Figure 2. Adoptive transfer of Sirt3-expressing macrophages decreases inflammation and improves wound healing in Sirt3-deficient mice.

A: Monocyte/macrophage (CD11b⁺CD3⁻CD11c⁻CD19⁻Ly6G⁻NK1.1⁻) single cell suspensions were isolated from Sirt3^−/− and Sirt3^+/+ spleens by cell sorting. 1 × 10⁶ cells were injected intravenously into wounded Sirt3^−/− mice. Wound closure was measured using ImageJ software (n=5 mice, repeated 1x). B: Monocyte/macrophage (CD11b⁺CD3⁻CD11c⁻CD19⁻Ly6G⁻NK1.1⁻) single cell suspensions were isolated from B6.SJL-PtprcaPepcb/BoyJ spleens by cell sorting. 1 × 10⁶ cells were injected intravenously into wounded Sirt3^−/− mice.
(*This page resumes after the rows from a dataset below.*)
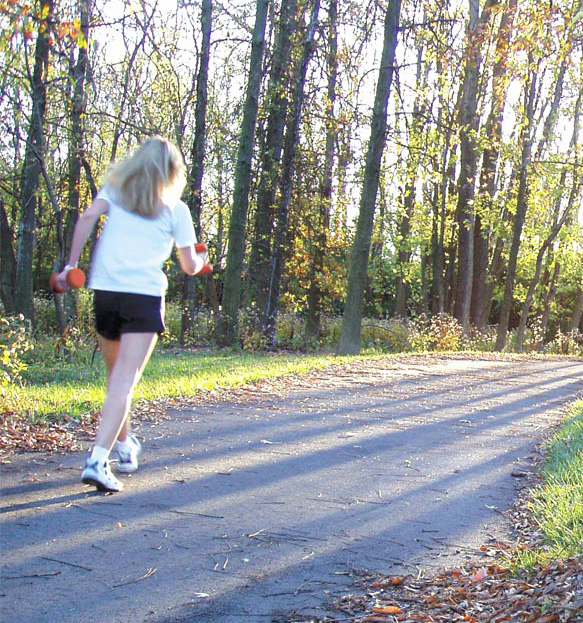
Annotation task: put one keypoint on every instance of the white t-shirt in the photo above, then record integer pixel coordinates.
(132, 249)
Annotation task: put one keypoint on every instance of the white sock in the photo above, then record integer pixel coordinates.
(99, 454)
(122, 445)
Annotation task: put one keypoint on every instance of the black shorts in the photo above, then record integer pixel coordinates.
(123, 312)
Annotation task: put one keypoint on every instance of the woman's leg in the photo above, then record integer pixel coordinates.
(109, 350)
(132, 356)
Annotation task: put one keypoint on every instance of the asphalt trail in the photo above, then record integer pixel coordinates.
(249, 509)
Wounds were harvested and processed for CD11b⁺CD3⁻ CD19⁻Ly6G⁻ 3 days post-injury and analyzed for CD45.1 and CD45.2 surface marker expression by flow cytometry. Bar chart shows relative levels of CD45.1 and CD45.2 as a percent of CD11b⁺CD3⁻ CD19⁻Ly6G⁻ cells (n=3 mice). C: Monocyte/macrophage (CD11b⁺CD3⁻CD11c⁻CD19⁻Ly6G⁻NK1.1⁻) single cell suspensions were isolated from Sirt3^+/+ or Sirt3^−/− spleens by cell sorting. 1 × 10⁶ cells were injected intravenously into Sirt3^−/− mice and wounded. Wounds were harvested and processed for CD11b⁺CD3⁻ CD19⁻Ly6G⁻ 3 days post-injury. Relative gene expression of Il1b, Tnfa, and Nos2 was measured (n=6 mice). Data are presented as mean ± SEM. Data were analyzed for normality and 2-test Student t-test was performed. For data with multiple comparisons, ANOVA followed by Newman-Keuls multiple comparisons test was performed.